How to remove specific special characters in R - r

I have some sentences like this one.
c = "In Acid-base reaction (page[4]), why does it create water and not H+?"
I want to remove all special characters except for '?&+-/
I know that if I want to remove all special characters, I can simply use
gsub("[[:punct:]]", "", c)
"In Acidbase reaction page4 why does it create water and not H"
However, some special characters such as + - ? are also removed, which I intend to keep.
I tried to create a string of special characters that I can use in some code like this
gsub("[special_string]", "", c)
The best I can do is to come up with this
cat("!\"#$%()*,.:;<=>#[\\]^_`{|}~.")
However, the following code just won't work
gsub("[cat("!\"#$%()*,.:;<=>#[\\]^_`{|}~.")]", "", c)
What should I do to remove special characters, except for a few that I want to keep?
Thanks

gsub("[^[:alnum:][:blank:]+?&/\\-]", "", c)
# [1] "In Acid-base reaction page4 why does it create water and not H+?"

In order to get your method to work, you need to put the literal "]" immediately after the leading "["
gsub("[][!#$%()*,.:;<=>#^_`|~.{}]", "", c)
[1] "In Acid-base reaction page4 why does it create water and not H+?"
You can them put the inner "[" anywhere.
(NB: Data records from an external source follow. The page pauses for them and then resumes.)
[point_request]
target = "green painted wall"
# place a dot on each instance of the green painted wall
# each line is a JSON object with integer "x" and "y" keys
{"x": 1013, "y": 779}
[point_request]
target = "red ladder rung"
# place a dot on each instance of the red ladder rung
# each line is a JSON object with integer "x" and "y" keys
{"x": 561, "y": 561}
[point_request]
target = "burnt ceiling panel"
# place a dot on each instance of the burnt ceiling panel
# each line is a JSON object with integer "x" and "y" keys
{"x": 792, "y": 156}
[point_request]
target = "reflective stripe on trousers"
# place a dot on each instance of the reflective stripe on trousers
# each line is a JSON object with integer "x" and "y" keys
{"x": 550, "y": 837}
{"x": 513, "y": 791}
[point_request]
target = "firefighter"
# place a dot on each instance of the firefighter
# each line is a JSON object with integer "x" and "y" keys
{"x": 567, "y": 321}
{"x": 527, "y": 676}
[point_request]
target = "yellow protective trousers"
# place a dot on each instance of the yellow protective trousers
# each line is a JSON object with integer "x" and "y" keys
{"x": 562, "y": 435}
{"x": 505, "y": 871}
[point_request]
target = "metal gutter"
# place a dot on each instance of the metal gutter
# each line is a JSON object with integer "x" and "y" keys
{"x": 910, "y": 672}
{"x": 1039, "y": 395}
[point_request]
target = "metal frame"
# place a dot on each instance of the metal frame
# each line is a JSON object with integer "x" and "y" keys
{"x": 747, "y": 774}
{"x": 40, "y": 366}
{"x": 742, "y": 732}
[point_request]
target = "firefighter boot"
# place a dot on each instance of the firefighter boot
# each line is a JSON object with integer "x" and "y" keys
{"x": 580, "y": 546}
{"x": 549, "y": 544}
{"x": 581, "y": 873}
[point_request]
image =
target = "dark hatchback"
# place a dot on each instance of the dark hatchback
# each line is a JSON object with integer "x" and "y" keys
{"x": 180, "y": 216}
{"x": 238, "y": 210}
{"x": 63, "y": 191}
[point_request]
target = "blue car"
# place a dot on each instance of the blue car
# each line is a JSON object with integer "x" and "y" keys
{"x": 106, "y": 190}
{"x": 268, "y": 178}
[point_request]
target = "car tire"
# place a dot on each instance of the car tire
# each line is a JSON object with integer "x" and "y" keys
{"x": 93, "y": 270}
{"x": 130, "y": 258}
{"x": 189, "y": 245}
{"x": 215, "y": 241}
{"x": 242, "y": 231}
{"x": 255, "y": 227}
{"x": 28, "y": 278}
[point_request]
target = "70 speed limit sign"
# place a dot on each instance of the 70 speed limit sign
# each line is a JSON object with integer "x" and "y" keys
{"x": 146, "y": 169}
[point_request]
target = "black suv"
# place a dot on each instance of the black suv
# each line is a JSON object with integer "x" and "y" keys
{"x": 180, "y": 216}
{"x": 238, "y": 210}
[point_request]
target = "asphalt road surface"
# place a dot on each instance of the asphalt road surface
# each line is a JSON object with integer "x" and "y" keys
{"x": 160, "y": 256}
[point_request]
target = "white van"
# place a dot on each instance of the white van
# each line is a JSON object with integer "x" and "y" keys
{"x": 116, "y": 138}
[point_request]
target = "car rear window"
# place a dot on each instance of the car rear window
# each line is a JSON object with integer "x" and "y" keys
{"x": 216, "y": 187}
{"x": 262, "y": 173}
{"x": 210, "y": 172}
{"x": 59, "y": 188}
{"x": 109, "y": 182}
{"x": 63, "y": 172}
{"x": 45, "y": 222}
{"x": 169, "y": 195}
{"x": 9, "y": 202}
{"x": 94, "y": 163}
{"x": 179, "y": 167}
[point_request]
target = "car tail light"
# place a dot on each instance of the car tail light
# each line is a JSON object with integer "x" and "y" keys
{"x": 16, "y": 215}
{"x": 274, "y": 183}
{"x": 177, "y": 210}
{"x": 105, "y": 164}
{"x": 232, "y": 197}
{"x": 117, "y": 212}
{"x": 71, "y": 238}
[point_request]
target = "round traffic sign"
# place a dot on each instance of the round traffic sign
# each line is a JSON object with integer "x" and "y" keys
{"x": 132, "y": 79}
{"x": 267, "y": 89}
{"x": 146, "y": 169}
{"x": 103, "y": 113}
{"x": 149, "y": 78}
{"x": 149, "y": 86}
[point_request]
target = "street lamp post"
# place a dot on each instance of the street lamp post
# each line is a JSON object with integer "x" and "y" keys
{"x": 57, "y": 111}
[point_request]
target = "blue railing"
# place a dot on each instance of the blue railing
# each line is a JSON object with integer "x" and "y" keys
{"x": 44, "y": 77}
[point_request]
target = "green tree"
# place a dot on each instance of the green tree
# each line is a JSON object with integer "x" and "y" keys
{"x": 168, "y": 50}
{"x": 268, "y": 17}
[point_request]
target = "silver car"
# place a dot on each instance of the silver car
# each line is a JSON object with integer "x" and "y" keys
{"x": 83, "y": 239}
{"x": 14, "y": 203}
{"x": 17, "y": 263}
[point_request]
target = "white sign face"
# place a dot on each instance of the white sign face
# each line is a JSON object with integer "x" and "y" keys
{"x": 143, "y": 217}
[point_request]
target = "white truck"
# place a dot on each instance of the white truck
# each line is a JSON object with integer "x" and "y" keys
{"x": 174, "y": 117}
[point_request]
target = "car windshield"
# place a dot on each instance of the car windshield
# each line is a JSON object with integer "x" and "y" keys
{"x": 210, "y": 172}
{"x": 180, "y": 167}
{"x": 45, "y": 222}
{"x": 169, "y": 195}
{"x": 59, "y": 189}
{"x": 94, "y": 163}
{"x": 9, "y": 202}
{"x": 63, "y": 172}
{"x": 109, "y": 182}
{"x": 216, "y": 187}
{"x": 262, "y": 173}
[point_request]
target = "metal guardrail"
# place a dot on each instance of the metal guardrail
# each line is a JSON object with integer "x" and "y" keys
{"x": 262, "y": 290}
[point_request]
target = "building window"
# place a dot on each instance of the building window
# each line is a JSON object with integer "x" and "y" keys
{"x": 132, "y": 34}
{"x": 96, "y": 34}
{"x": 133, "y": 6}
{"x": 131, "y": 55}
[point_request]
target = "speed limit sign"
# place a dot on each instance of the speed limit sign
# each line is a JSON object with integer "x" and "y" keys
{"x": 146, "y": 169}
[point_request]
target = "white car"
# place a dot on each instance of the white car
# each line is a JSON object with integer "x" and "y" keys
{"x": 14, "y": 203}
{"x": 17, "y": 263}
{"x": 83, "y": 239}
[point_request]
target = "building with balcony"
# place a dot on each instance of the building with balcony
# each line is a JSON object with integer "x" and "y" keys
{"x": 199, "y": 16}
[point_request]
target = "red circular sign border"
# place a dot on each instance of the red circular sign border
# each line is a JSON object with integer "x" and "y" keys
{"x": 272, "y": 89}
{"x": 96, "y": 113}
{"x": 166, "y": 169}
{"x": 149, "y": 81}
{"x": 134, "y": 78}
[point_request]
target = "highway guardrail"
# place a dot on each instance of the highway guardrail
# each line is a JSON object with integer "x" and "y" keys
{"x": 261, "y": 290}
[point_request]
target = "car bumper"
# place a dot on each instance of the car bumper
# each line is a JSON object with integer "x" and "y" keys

If you needed to exclude minus, it would then need to be last. See the ?regex page after all of those special pre-defined character classes are listed.

I think you're after a regex solution. I'll give you a messy solution and a package add on solution (shameless self promotion).
There's likely a better regex:
x <- "In Acid-base reaction (page[4]), why does it create water and not H+?"
keeps <- c("+", "-", "?")
## Regex solution
gsub(paste0(".*?($|'|", paste(paste0("\\",
keeps), collapse = "|"), "|[^[:punct:]]).*?"), "\\1", x)
#qdap: addon package solution
library(qdap)
strip(x, keeps, lower = FALSE)
## [1] "In Acid-base reaction page why does it create water and not H+?"

Related

How to remove punctuation excluding negations?

Let's assume I have the following sentence:
s = c("I don't want to remove punctuation for negations. Instead, I want to remove only general punctuation. For example, keep I wouldn't like it but remove Inter's fan or Man city's fan.")
I would like to have the following outcome:
"I don't want to remove punctuation for negations Instead I want to remove only general punctuation For example keep I wouldn't like it but remove Inter fan or Man city fan."
At the moment if I simply use the code below, I remove both 's and ' in the negations.
s %>% str_replace_all("['']s\\b|[^[:alnum:][:blank:]#_]"," ")
"I don t want to remove punctuation for negations Instead I want to remove only general punctuation For example keep I wouldn t like it but remove Inter fan or Man city fan "
To sum up, I need to have a code that removes general punctuation, including "'s" except for negations that I want to keep in their raw format.
Can anyone help me ?
Thanks!
You can use a look ahead (?!t) testing that the [:punct:] is not followed by a t.
gsub("[[:punct:]](?!t)\\w?", "", s, perl=TRUE)
#[1] "I don't want to remove punctuation for negations Instead I want to remove only general punctuation For example keep I wouldn't like it but remove Inter fan or Man city fan"
In case you want to be more strict you can test in addition if there is no n before with (?<!n).
gsub("(?<!n)[[:punct:]](?!t)\\w?", "", s, perl=TRUE)
Or in case to restrict it only to 't (thanks to #chris-ruehlemann)
gsub("(?!'t)[[:punct:]]\\w?", "", s, perl=TRUE)
Or remove every punct but not ' or 's:
gsub("[^'[:^punct:]]|'s", "", s, perl = TRUE)
The same but use look ahead:
gsub("(?!')[[:punct:]]|'s", "", s, perl = TRUE)
We can do it in two steps, remove all punctuation excluding "'", then remove "'s" using fixed match:
gsub("'s", "", gsub("[^[:alnum:][:space:]']", "", s), fixed = TRUE)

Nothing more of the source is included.